I don't dispute your statement here, but can you give any evidence that the
final syllable "was attracted into the stress foot"?

And your statement that the final syllable was "no longer extrametrical"
puzzles me. If you mean as you used it earlier in your posting, you must
mean its presence helps determine the placing of the stress accent, which is
clearly untrue. So what did you mean?

You are of course aware of the overwhelming preponderance of iambic words at
the end of pentameter lines, where the easily avoidable pattern
<stressed-short + unstressed-long> appears to have been deliberately chosen
and enjoyed?

Peter




The phenomenon of "iambic shortening" (LH > LL, L= light, H = heavy) can be
explained as the phonological reduction of a foot-final unstressed syllable.

There is some metrical evidence that Latin stress assignment was iterative
in longer words (that is, there were secondary stresses preceding the
primary one), but the details are not quite clear.

Piotr

----- Original Message -----
From: P&G
To: cybalist@yahoogroups.com
Sent: Monday, January 28, 2002 9:17 PM
Subject: Re: [tied] the rhythm and stress in Latin


>If we redefine these rules in terms of moras, the rule is simpler: "Stress
falls always in the >penultimate mora anteceding last vowel (conditionlas
are removed from this rule!)"

Some problems:
(a) Why should the moraic length of the last vowel be ignored, if the accent
rule is moraic?

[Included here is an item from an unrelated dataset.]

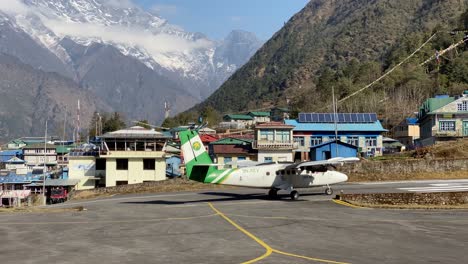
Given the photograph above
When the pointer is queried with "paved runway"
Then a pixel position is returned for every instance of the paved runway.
(235, 226)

A syllabic rule does not have that problem.

(b) You also have to handle words such as illuc, with accent on the last
syllable (!)

(c) In words like deductum you apparently would count "c" as moraic, and in
words like remitto, the first "t" as moraic, which is not particularly nice.
The traditional rule which looks at open and closed syllables avoids that
problem.

(d) You would have to add a rule that a resonant (indeed any consonant!) is
"moraic" before another consonant, but non-moraic before another vowel.
There is no evidence of such different pronunciation in these contexts.

(e) In words such as "solvit" your analysis suggests so.l.vit, but we know
that in fact it was the "v", not the "l" which was liable to pick up extra
syllabicity: sol-uit.

And what do you mean by removing "conditionals" from your rule?